The Indian Constitution also embodies Locke’s theory of separation of powers to some
extent, the only difference being that instead of the ‘federative power’ as propounded by
Locke in his theory of separation of power, the Constitution of India has adopted the
‘judicial power’ as the third branch of the Government. Under Article 50 of the
Constitution of India the judicial power is separated from the executive power in order to
endure the independence of the judiciary. The legislative power is established under the
Articles 245, 246, 248, 249, 250, 252, 253 and 368 r/w the Seventh Schedule of the
Indian Constitution.

Conclusion
Parliamentary democracy existing in the modern day India today is mainly influenced by
John Locke’s idealism. His ideas gave theoretical form to the reaction against absolutism
and the preparation of parliamentary democracy.

Moreover, John Locke’s doctrines of liberty and equality have exercised a strong
influence upon Fundamental Rights as guaranteed under the Constitution of India.
Liberty and equality of an individual are highly respected and thus protected by the
government and sovereignty resides in the people as per John Locke’s ideas.

Political power derived from Social Contract entails such power coming from the people
and not from above, whether from divine law or the grace of God.

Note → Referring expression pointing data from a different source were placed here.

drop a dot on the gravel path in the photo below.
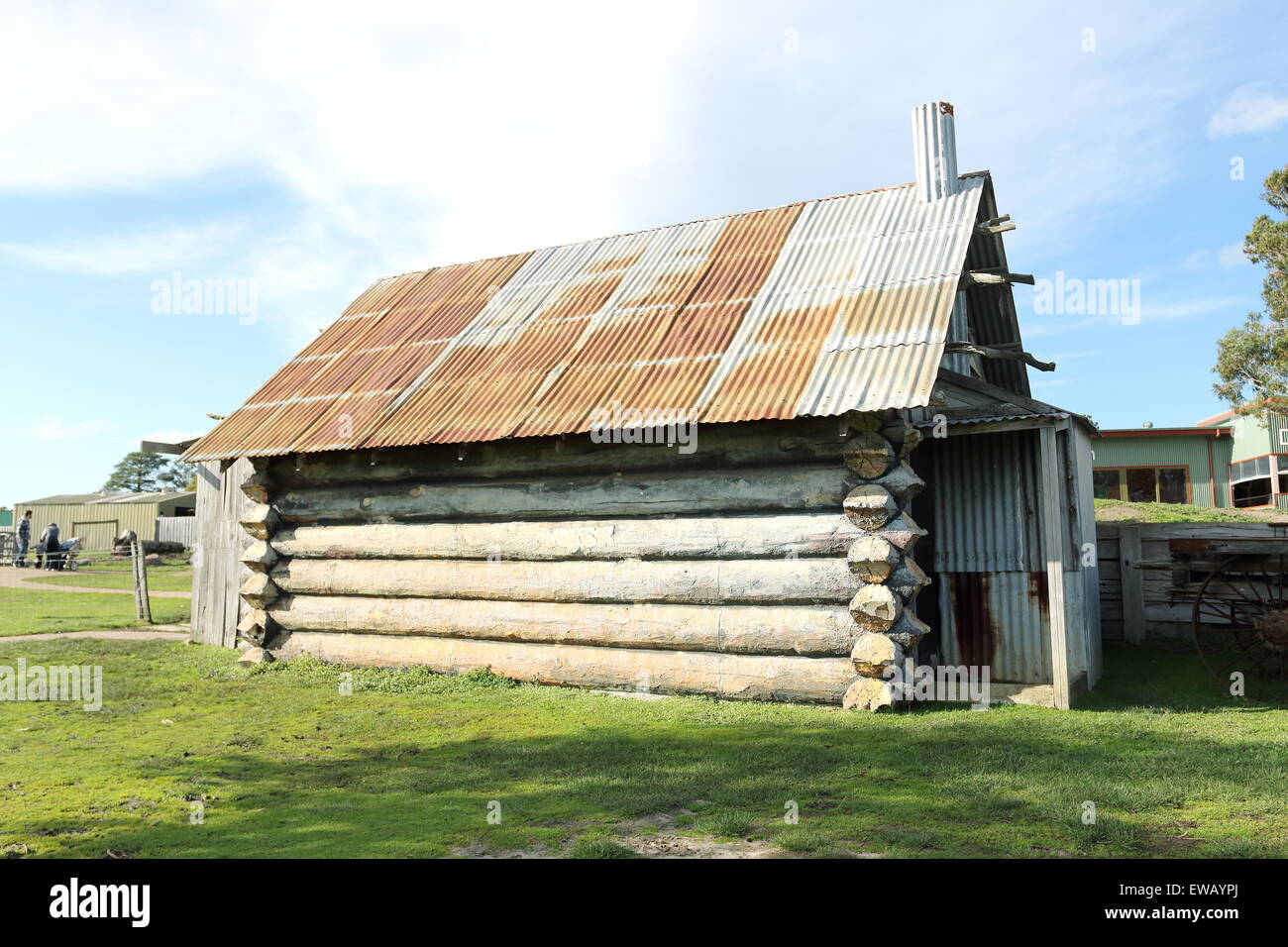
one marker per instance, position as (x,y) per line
(119,634)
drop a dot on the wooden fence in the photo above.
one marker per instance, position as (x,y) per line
(1136,581)
(218,571)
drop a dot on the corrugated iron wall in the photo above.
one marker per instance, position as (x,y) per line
(987,515)
(990,554)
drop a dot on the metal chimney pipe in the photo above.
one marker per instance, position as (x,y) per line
(934,150)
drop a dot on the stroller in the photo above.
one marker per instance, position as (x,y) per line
(69,549)
(63,560)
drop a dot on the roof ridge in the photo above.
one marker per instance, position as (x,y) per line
(662,227)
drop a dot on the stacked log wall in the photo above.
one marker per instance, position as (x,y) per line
(722,571)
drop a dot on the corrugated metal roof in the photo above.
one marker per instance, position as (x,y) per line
(812,308)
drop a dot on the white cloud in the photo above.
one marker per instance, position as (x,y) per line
(1252,107)
(408,134)
(149,252)
(52,429)
(171,436)
(1233,256)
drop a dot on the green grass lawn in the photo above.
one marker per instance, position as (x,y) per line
(35,611)
(412,763)
(1124,512)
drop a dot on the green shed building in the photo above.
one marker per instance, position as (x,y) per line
(1227,460)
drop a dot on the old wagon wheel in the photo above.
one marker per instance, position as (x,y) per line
(1240,625)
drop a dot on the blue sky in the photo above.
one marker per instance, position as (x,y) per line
(309,154)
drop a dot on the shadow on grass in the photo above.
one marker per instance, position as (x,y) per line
(953,789)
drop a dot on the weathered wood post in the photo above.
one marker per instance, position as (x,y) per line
(883,557)
(140,570)
(261,522)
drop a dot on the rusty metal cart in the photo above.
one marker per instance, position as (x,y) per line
(1239,590)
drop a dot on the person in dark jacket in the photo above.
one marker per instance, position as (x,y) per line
(24,536)
(53,548)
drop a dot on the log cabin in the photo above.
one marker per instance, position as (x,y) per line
(785,455)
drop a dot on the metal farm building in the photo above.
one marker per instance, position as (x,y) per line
(481,464)
(101,518)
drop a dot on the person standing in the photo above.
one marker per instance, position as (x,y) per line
(53,547)
(24,535)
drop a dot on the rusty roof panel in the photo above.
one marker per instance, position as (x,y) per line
(811,308)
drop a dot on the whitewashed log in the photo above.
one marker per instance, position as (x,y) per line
(681,538)
(907,630)
(259,590)
(909,579)
(870,506)
(261,522)
(902,531)
(875,608)
(867,693)
(719,447)
(902,482)
(660,493)
(682,581)
(257,486)
(874,652)
(730,677)
(733,629)
(872,558)
(868,455)
(259,556)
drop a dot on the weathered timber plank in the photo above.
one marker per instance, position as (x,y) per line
(758,488)
(683,581)
(728,629)
(1132,583)
(679,538)
(759,444)
(730,677)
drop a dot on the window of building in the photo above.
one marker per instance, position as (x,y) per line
(1252,482)
(1142,483)
(1104,483)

Thus, Social Contract
Theory of John Locke is a forerunner of democratic theory i.e. the government of the
people, by the people and for the people. Thus, the modern democratic government as we
see in India, i.e., adhering to free and fair election principles have their basis in social
contract theory.

It can thus be said that Social Contract Theory is exercised in India through the elections
of some people to form the government. The major problem facing our country is non
adherence by the governments to the Social Contract principles as propounded by John
Locke. The said principles require the government and the people to exist under Pactum
Unionis and Pactum Subjectionis with due respect and adherence to the duties and rights
arising there from. In every political community of people there is a Constitution and the
Constitution is supposed to reflect the WILL of the people. And since the Constitution of
India reflects the WILL of the people, it then enjoins every person to abide the provisions
of this Constitution, that is, to live according to their agreed procedures and respect the
community. The jurisprudence behind Social Contract Theory is to promote peace and
harmony as that it is the bed rock of democratic societies such as India.